While I was working and living in Decorah, Iowa, a couple of my friends and I would always be on the look out for new and interesting places to eat. One place we found in a neighboring town was a Mexican grocery/restaurant called Sabor Latino, which translates as Latin Flavor. Within a year after we had first visited this place they opened a restaurant in Decorah. The new place was such a regular stop that the whole staff knew our names, our order, and what was going on in our life. Plus, they would throw in some freebies on a regular basis. Which, of course, just encouraged us to come back all the more often. They closed their doors shortly after we stopped making it a regular stop. Possibly a coincidence, possibly not. The reason why we stopped going was that one our trio graduated from college and stopped coming into town on a regular basis. Of course, the fact that they got raided for having illegal immigrants working there may have been a factor. (Just for the record, we did not know that some of the workers were here illegally).
There were several things that I learned from our frequent visits. I fell in love with their pico de gallo (fresh, uncooked salsa) as well as relished their guacamole. In fact, when I make either of these items at home, it is their recipes that I try to emulate. We also discovered a drink called horchata. Horchata is a rice milk beverage made with cinnamon, sugar, and sometimes with almonds or vanilla. It is a cool and very refreshing drink that I have surprisingly not attempted to make. I’ll have to put that on my list to try. I’m not sure if it’s the same one as in his cookbook that I have or if it’s a different recipe, but here is a link to Aarón Sanchez’s horchata recipe (Right now I’m too lazy to get up off the couch and look). But, the most relevant thing to this post is that I discovered the method how Mexicans prepare their tacos. Forget about what you normally see in the U.S., i.e. covered in lettuce, tomato, and all sorts of a salad, the way we were shown was to just put some diced onions and some cilantro on top of the meat. I’m not sure what it is about that combination, but it helps to liven up the meat flavor as well as add its own dimension to each bite. I much prefer “Mexican style,” as the boys at Sabor liked to say, as opposed to what normally passes in the U.S.
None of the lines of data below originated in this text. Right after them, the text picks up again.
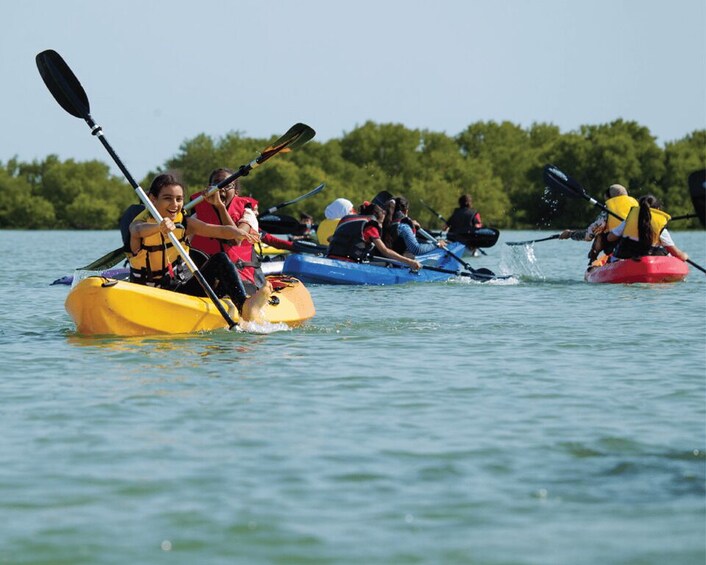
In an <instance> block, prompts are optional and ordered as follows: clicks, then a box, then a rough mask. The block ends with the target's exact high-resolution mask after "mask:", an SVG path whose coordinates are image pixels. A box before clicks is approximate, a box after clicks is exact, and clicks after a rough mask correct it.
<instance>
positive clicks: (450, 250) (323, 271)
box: [282, 243, 495, 285]
mask: <svg viewBox="0 0 706 565" xmlns="http://www.w3.org/2000/svg"><path fill="white" fill-rule="evenodd" d="M448 249H449V251H451V252H452V253H454V254H455V255H458V256H460V255H461V254H462V253H463V250H464V249H465V246H464V245H463V244H462V243H450V244H449V247H448ZM417 260H418V261H419V262H420V263H422V265H423V266H424V268H422V270H421V271H412V270H411V269H410V268H409V267H407V266H406V265H402V264H401V263H398V262H396V261H392V260H388V259H380V260H379V261H378V260H377V259H375V260H373V261H372V262H369V263H356V262H353V261H345V260H343V259H333V258H331V257H325V256H323V255H311V254H299V253H297V254H291V255H288V256H287V258H286V259H285V260H284V267H283V269H282V272H283V273H284V274H286V275H289V276H293V277H295V278H297V279H299V280H301V281H302V282H304V283H309V284H352V285H389V284H404V283H410V282H440V281H448V280H450V279H453V278H455V277H458V276H465V277H470V278H472V279H477V280H490V279H491V278H495V277H494V276H493V275H492V273H490V275H488V274H487V273H489V271H486V270H482V272H479V271H474V272H473V273H471V272H468V271H466V270H464V268H463V266H462V265H460V264H459V262H458V261H457V260H456V259H455V258H453V257H452V256H451V255H450V254H448V253H446V252H445V251H444V250H443V249H436V250H434V251H432V252H430V253H427V254H425V255H420V256H418V257H417Z"/></svg>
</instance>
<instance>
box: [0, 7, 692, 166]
mask: <svg viewBox="0 0 706 565" xmlns="http://www.w3.org/2000/svg"><path fill="white" fill-rule="evenodd" d="M2 3H3V6H2V21H3V26H2V28H3V31H2V33H0V80H1V81H2V83H1V84H2V86H1V87H0V108H1V110H0V162H6V161H7V160H8V159H10V158H12V157H15V156H16V157H17V158H19V159H20V160H21V161H32V160H34V159H37V160H42V159H44V158H46V157H47V156H48V155H50V154H56V155H58V156H59V157H60V158H61V159H69V158H71V159H75V160H78V161H85V160H90V159H99V160H101V161H104V162H106V163H108V164H111V167H112V168H113V171H114V172H115V173H116V174H118V170H117V168H116V167H114V166H112V161H111V159H110V157H109V155H108V154H107V152H106V151H105V149H104V148H103V147H102V146H101V144H100V143H99V142H98V140H97V139H94V138H93V136H91V135H90V130H89V128H88V126H87V125H86V123H85V122H84V121H83V120H81V119H78V118H75V117H73V116H70V115H69V114H67V113H66V112H65V111H64V110H63V109H61V107H60V106H59V105H58V104H57V103H56V102H55V101H54V99H53V98H52V96H51V94H50V93H49V92H48V90H47V89H46V87H45V86H44V84H43V82H42V81H41V78H40V77H39V73H38V72H37V68H36V65H35V61H34V58H35V56H36V54H37V53H39V52H40V51H43V50H45V49H54V50H55V51H57V52H58V53H59V54H61V55H62V57H63V58H64V59H65V61H66V62H67V63H68V65H69V67H70V68H71V69H72V70H73V72H74V73H75V74H76V76H77V77H78V79H79V80H80V81H81V83H82V85H83V87H84V89H85V91H86V93H87V95H88V98H89V101H90V105H91V114H92V117H93V118H94V120H95V121H96V122H97V123H98V124H100V125H101V126H102V127H103V130H104V132H105V135H106V139H107V140H108V141H109V142H110V144H111V145H112V146H113V148H114V149H115V151H116V152H117V154H118V155H119V156H120V157H121V159H122V160H123V162H124V163H125V165H126V166H127V168H128V170H129V171H130V172H131V173H132V175H133V176H134V177H136V178H138V179H141V178H143V177H144V176H145V175H146V174H147V173H148V172H149V171H150V170H155V169H156V168H157V167H160V166H162V165H164V163H165V161H166V160H167V159H169V158H171V157H173V156H174V155H176V154H177V153H178V151H179V147H180V145H181V144H182V143H183V142H184V141H186V140H188V139H191V138H193V137H194V136H196V135H198V134H200V133H205V134H207V135H209V136H212V137H214V138H215V139H218V138H220V137H222V136H224V135H227V134H228V133H229V132H233V131H238V132H241V133H242V134H243V135H245V136H247V137H256V138H269V137H270V136H272V135H277V136H279V135H281V134H283V133H284V132H285V131H287V130H288V129H289V128H290V127H291V126H292V125H293V124H295V123H297V122H304V123H306V124H308V125H310V126H311V127H313V128H314V129H315V130H316V131H317V136H316V138H315V139H317V140H319V141H322V142H325V141H327V140H329V139H332V138H340V137H342V136H343V135H344V134H345V133H347V132H350V131H352V130H353V129H355V128H356V127H357V126H360V125H363V124H364V123H365V122H366V121H368V120H372V121H374V122H377V123H399V124H403V125H405V126H406V127H409V128H421V129H427V130H431V131H436V132H444V133H446V134H448V135H451V136H453V135H456V134H458V133H460V132H462V131H463V130H464V129H465V128H466V127H467V126H468V125H470V124H472V123H475V122H477V121H490V120H492V121H496V122H502V121H506V120H507V121H510V122H513V123H515V124H517V125H520V126H522V127H529V126H531V125H532V124H533V123H535V122H539V123H552V124H554V125H556V126H558V127H559V128H560V129H561V131H562V132H569V131H573V130H576V129H578V128H579V127H580V126H581V125H597V124H603V123H609V122H611V121H613V120H616V119H619V118H622V119H624V120H634V121H636V122H638V123H639V124H641V125H643V126H646V127H648V128H649V130H650V132H651V133H652V135H654V136H655V137H656V138H657V142H658V143H659V144H660V145H664V143H666V142H669V141H674V140H676V139H681V138H683V137H684V136H686V135H688V134H689V133H691V132H693V131H694V130H697V129H704V128H706V1H705V0H433V1H429V0H355V1H354V2H342V1H337V0H289V1H286V0H198V1H194V0H120V1H113V2H109V1H107V0H104V1H101V0H60V1H56V0H3V2H2ZM254 157H256V155H253V158H254ZM241 164H242V163H225V164H224V165H227V166H231V167H237V166H239V165H241Z"/></svg>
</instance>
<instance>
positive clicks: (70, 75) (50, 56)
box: [36, 49, 236, 329]
mask: <svg viewBox="0 0 706 565" xmlns="http://www.w3.org/2000/svg"><path fill="white" fill-rule="evenodd" d="M36 62H37V68H38V69H39V74H40V75H41V76H42V79H43V80H44V84H46V86H47V88H48V89H49V92H51V93H52V95H53V96H54V98H55V99H56V101H57V102H58V103H59V105H60V106H61V107H62V108H63V109H64V110H66V111H67V112H68V113H69V114H71V115H72V116H75V117H77V118H83V119H84V120H85V121H86V123H87V124H88V127H90V128H91V133H92V134H93V135H95V136H97V137H98V139H99V140H100V142H101V143H102V144H103V147H105V149H106V150H107V151H108V153H109V154H110V156H111V157H112V158H113V161H114V162H115V164H116V165H117V166H118V168H120V170H121V171H122V173H123V175H125V178H126V179H127V181H128V182H129V183H130V185H131V186H132V187H133V188H134V189H135V193H136V194H137V196H138V198H139V199H140V200H141V201H142V203H143V204H144V205H145V207H146V208H147V209H148V210H149V211H150V214H151V215H152V217H153V218H154V219H155V220H156V221H157V223H160V222H161V221H162V217H161V215H160V214H159V212H158V211H157V209H156V208H155V207H154V205H153V204H152V201H151V200H150V199H149V198H148V197H147V195H146V194H145V191H144V190H143V189H142V187H141V186H140V185H139V184H137V182H136V181H135V179H134V178H133V176H132V175H131V174H130V172H129V171H128V170H127V168H126V167H125V165H124V164H123V162H122V161H121V160H120V157H118V155H117V153H115V151H114V150H113V148H112V147H111V146H110V144H109V143H108V140H107V139H106V138H105V136H104V135H103V130H102V128H101V126H99V125H98V124H96V122H95V121H93V118H92V117H91V113H90V105H89V102H88V96H87V95H86V92H85V90H84V89H83V87H82V86H81V83H80V82H79V80H78V79H77V78H76V75H74V73H73V71H72V70H71V69H70V68H69V66H68V65H67V64H66V62H65V61H64V59H62V58H61V55H59V54H58V53H57V52H56V51H53V50H51V49H48V50H46V51H42V52H41V53H39V54H38V55H37V57H36ZM168 237H169V240H170V241H171V242H172V245H173V246H174V248H175V249H176V250H177V252H178V253H179V255H180V256H181V258H182V260H183V261H184V263H185V264H186V265H187V267H188V268H189V270H190V271H191V272H192V273H193V275H194V276H195V277H196V280H198V282H199V284H200V285H201V288H203V290H204V292H205V293H206V294H207V296H208V297H209V298H210V299H211V301H212V302H213V304H214V305H215V307H216V308H217V309H218V311H219V312H220V314H221V316H223V319H224V320H225V321H226V323H227V324H228V328H229V329H230V328H233V327H234V326H235V325H236V323H235V322H234V321H233V319H232V318H231V317H230V315H229V314H228V312H227V311H226V309H225V308H224V307H223V304H222V303H221V301H220V300H219V299H218V297H217V296H216V294H215V293H214V292H213V289H212V288H211V287H210V286H209V284H208V282H207V281H206V279H205V278H204V276H203V275H202V274H201V272H200V271H199V270H198V268H197V267H196V264H195V263H194V262H193V261H192V260H191V257H189V255H188V253H187V252H186V251H185V250H184V248H183V247H182V246H181V243H179V240H178V239H177V237H176V236H175V235H174V233H172V232H170V233H169V234H168Z"/></svg>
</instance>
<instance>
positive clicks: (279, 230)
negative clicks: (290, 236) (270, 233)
mask: <svg viewBox="0 0 706 565" xmlns="http://www.w3.org/2000/svg"><path fill="white" fill-rule="evenodd" d="M259 226H260V229H261V230H262V231H264V232H266V233H271V234H276V235H282V234H294V235H302V232H303V231H304V226H303V225H302V224H300V223H299V220H297V219H296V218H295V217H293V216H285V215H284V214H268V215H266V216H261V217H260V220H259Z"/></svg>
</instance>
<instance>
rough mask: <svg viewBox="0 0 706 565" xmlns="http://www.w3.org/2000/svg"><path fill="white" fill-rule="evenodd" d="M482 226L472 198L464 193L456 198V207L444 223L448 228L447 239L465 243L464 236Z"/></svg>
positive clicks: (478, 212) (482, 224) (481, 224)
mask: <svg viewBox="0 0 706 565" xmlns="http://www.w3.org/2000/svg"><path fill="white" fill-rule="evenodd" d="M482 227H483V220H481V217H480V213H479V212H478V210H476V209H474V208H473V198H471V195H470V194H464V195H462V196H460V197H459V199H458V208H455V209H454V211H453V212H452V214H451V217H450V218H449V220H448V222H447V223H446V229H447V230H448V234H447V236H446V237H447V239H448V240H449V241H460V242H462V243H465V239H464V236H467V235H469V234H472V233H473V232H474V231H475V230H477V229H480V228H482Z"/></svg>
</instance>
While flipping through the latest issue of Cook’s Illustrated, I was very pleasantly surprised to find a Tacos al Pastor (shepherd’s style taco) recipe. I was even more surprised when they just called for cilantro and onions for a topping. Given this gift of a recipe and the memories that I have connected with eating this dish, I couldn’t wait to cook it. At this point in time, we had already made plans to go down and visit one of the people that I had spent so much time with at Sabor Latino. It seemed almost sacrilegious not to cook it for him. It was even more fitting in my brain to cook this for Narren because he has cooked for me countless times in the past. Granted, it was often payment for helping him with something (hence him dubbing me a food-whore). But the occasional payback is nice too.
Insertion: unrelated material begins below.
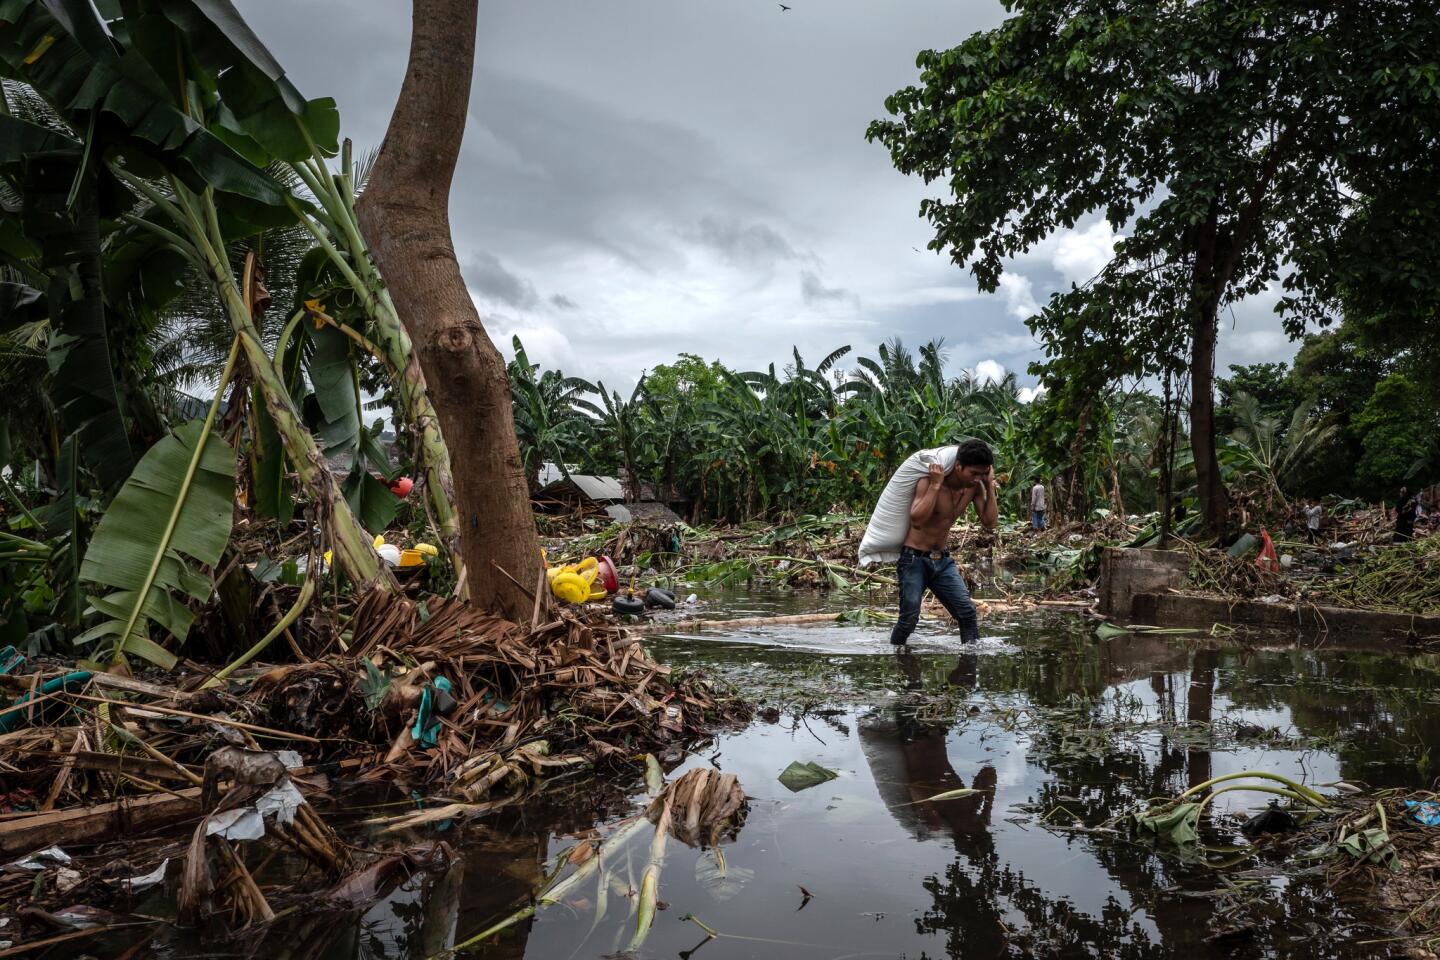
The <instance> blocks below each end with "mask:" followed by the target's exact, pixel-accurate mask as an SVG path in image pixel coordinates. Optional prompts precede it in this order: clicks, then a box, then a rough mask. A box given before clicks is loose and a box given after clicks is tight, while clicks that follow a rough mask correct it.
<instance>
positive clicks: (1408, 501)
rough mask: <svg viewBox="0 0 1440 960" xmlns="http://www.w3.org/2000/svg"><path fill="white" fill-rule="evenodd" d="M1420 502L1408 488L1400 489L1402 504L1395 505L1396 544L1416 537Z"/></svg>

I did end up making several modifications to the recipe because I wasn’t cooking in my own kitchen. As usual, I’ll put my notes in parenthesis.
- 10 large dried guajillo chiles, wiped clean; can substitute New Mexican chiles (I used a Tbs of Crushed Red Peppers)
- 1 1/2 C Water
- 1 1/4 lbs plum tomatoes, cored and quartered
- 8 Garlic Cloves (I used 1 1/2 small bulbs)
- 4 Bay Leaves
- Salt and Pepper
- 3/4 tsp Sugar
- 1/2 tsp ground Cumin
- 1/8 tsp ground Cloves
- 3 lbs boneless Pork Butt Roast (the one I got weighed 3.5 lbs and had a bone, but it dressed out to 3 lbs)
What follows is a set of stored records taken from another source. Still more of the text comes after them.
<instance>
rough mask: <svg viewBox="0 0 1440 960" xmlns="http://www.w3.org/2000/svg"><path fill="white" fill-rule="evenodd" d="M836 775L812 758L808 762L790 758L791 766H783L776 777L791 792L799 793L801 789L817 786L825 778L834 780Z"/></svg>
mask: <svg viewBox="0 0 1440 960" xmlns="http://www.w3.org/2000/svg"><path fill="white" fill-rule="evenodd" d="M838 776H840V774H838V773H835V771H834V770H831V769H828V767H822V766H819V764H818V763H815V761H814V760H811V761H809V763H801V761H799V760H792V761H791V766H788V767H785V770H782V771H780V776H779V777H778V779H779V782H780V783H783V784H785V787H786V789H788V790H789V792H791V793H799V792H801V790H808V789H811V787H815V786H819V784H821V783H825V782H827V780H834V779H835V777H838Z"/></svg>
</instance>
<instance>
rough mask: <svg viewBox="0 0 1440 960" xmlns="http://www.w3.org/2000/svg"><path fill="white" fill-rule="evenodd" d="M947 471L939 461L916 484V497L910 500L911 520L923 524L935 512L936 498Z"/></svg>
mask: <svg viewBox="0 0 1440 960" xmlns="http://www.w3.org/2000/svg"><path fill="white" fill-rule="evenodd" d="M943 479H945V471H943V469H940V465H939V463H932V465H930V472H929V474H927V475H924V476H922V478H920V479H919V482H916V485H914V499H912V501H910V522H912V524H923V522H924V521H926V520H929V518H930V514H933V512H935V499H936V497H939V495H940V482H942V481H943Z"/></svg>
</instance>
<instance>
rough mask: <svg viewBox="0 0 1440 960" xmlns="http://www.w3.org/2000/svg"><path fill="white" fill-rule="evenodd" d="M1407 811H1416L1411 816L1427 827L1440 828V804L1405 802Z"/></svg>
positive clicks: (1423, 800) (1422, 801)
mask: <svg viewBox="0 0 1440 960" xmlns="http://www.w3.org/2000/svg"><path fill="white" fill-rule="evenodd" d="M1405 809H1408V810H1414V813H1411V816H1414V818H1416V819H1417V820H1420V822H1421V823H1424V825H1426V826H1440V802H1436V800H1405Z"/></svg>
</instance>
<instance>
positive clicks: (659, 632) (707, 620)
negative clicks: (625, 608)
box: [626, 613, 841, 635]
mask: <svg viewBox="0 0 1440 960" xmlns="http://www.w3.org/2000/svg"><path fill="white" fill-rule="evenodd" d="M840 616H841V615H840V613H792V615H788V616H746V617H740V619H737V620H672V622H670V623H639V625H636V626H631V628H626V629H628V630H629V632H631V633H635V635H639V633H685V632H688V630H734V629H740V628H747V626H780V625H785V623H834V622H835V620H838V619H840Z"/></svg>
- 1 Lime, cut into 8 wedges (I used 2)
- 1/2 Pineapple, peeled, cored, and cut into 1/2″ thick rings (did not use at all)
- Veggie Oil
- 18 Corn or Flour Tortillas, about 6″, warmed
- 1 small Onion, chopped fine
- 1/2 C fresh Cilantro, coarsely chopped
Toast guajillos in large Dutch oven over medium-high heat until softened and fragrant, 2 to 4 minutes. Transfer to large plate and when cool enough to handle, remove stems. (Obviously, I completely skipped this step.) Bring toasted guajillos, water, tomatoes, garlic, bay leaves, 2 tsp salt, 1/2 tsp pepper, sugar, cumin, and cloves to simmer in now-empty Dutch oven over medium-high heat. Cover, reduce heat, and simmer, stirring occassionally, until guajillos are softened and tomatoes mash easily, about 20 minutes (I only cooked it about 12 minutes).
While the sauce simmers, trim excess fat from exterior of pork, leaving 1/4″ thick fat cap. Slice pork against grain into 1/2″ thick slabs.
Transfer the pepper-tomato mixture to blender and process until smooth, about 1 minute (I pulled out the bay leaves). Strain puree through fine-mesh strainer, pressing on solids to extract as much liquid as possible. Return puree to pot, submerge pork slices in liquid, and bring to simmer over medium heat. Partially cover, reduce heat, and gently simmer until pork is tender but still holds together, 90 to 105 minutes, flipping and rearranging pork halfway through cooking. Transfer pork to large plate, season both sides with salt, and cover tightly with aluminum foil. Whisk sauce to combine. Transfer 1/2 cup to bowl for grilling. Save another 1/2 cup for use later. Squeeze 2 lime wedges into sauce in bowl and add spent wedges; season with salt to taste. (This is where I stopped with the recipe, I just used the bit of sauce to keep the pork moist for serving it.)
Heat grill until hot. Clean and oil cooking grate. Brush one side of pork with 1/4 cup reserved sauce. Place pork on one side of grill, sauce side down, and cook until well browned and crisp, 5 to 7 minutes. Brush pork with remaining 1/4 cup of sauce, flip and continue to cook until the second side is well browned and crisp, 5 to 7 minutes longer. Transfer to cutting board. Meanwhile, brush both sides of pineapple rings with vegetable oil and season with salt to taste. Place on other half of grill and cook until pineapple is softened and caramelized, 5 to 7 minutes per side. Transfer to cutting board. Coarsely chop pineapple and transfer to serving bowl. Using tongs to steady the pork, slice each piece crosswise into 1/8th inch pieces. Bring remaining sauce to simmer, add sliced pork, remove pot from heat, and toss to coat pork well. Season with salt to taste. Spoon small amount of pork into each warm tortilla and serve, passing chopped pineapple, remaining 6 lime wedges, onion and cilantro separately.
Normally, I try and stick pretty close to the recipe the first time I follow it. I make notes and change it on the subsequent tries. The reason I deviated so much on this one is because I was cooking in an unfamiliar kitchen (Narren’s) and using a grocery store that I was unfamiliar with, i.e. I would have picked up the peppers somewhere else had I known I couldn’t get anything close to them. I’m going to go one of two ways the next time I do this recipe. Either I will follow the recipe as intended and grill the meat and pineapple, or, more likely, I will do a slow roast in the oven instead of the stove top treatment. Really the only critique that I had with the way I did it was that the meat ended up a bit tough. But through some creative slicing, I was able to minimize it. Which is why I’m thinking of doing a slow roast, and almost going for a pulled pork sort of effect. Although I do like the idea of crisping up the pork. Well, we’ll see where my whims take me.